If you observe black FEMA vans slowly cruising nearby streets with the lights off, spraying something into the air out of silent nozzles, and dragging people from their homes, you are experiencing stress-induced hallucinations; report to the nearest FEMA van for counseling.

(The adorable cat is also very excited, because there is a small fly in the house! This is at least as exciting to her as the prospect of a major hurricane, cats not being really big on mere prospects in general.)

Rabbi Yehuda Levin blames hurricane Irene on negative reaction of everyone on the East Coast to his blaming the recent earthquake on gay rights legislation.

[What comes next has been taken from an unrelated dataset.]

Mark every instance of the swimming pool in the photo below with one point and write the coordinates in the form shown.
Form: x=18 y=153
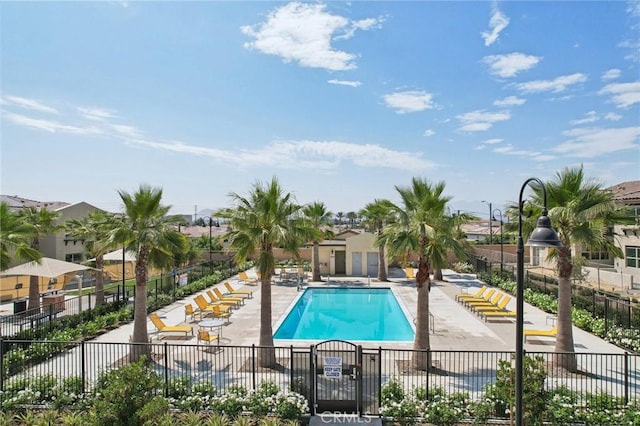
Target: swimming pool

(In other news, he is an enormous douchebag, to use the technical term.)

And although it isn’t directly hurricane-related, I’d like to hear what the Tea Party has to say about word that the same Republicans who think it’s critical to extend the Bush tax cuts for billionaires are opposed to extending tax cuts for working people. Where’s the rage and the quaint hand-made signs now, eh?

Sheesh.

(As a possible antidote to that thought, here are many pictures of nude persons; most, I’m afraid, female and in need of a few hamburgers, but what can one do, eh?)

This is just like th’ old days! Posting random things for no particular reason, and boldfacing various phrases!

Woot!

(We also have a sandbag on the front porch; I hear these are useful in floods and hurricanes and things. Although I think people generally end up using more than one.)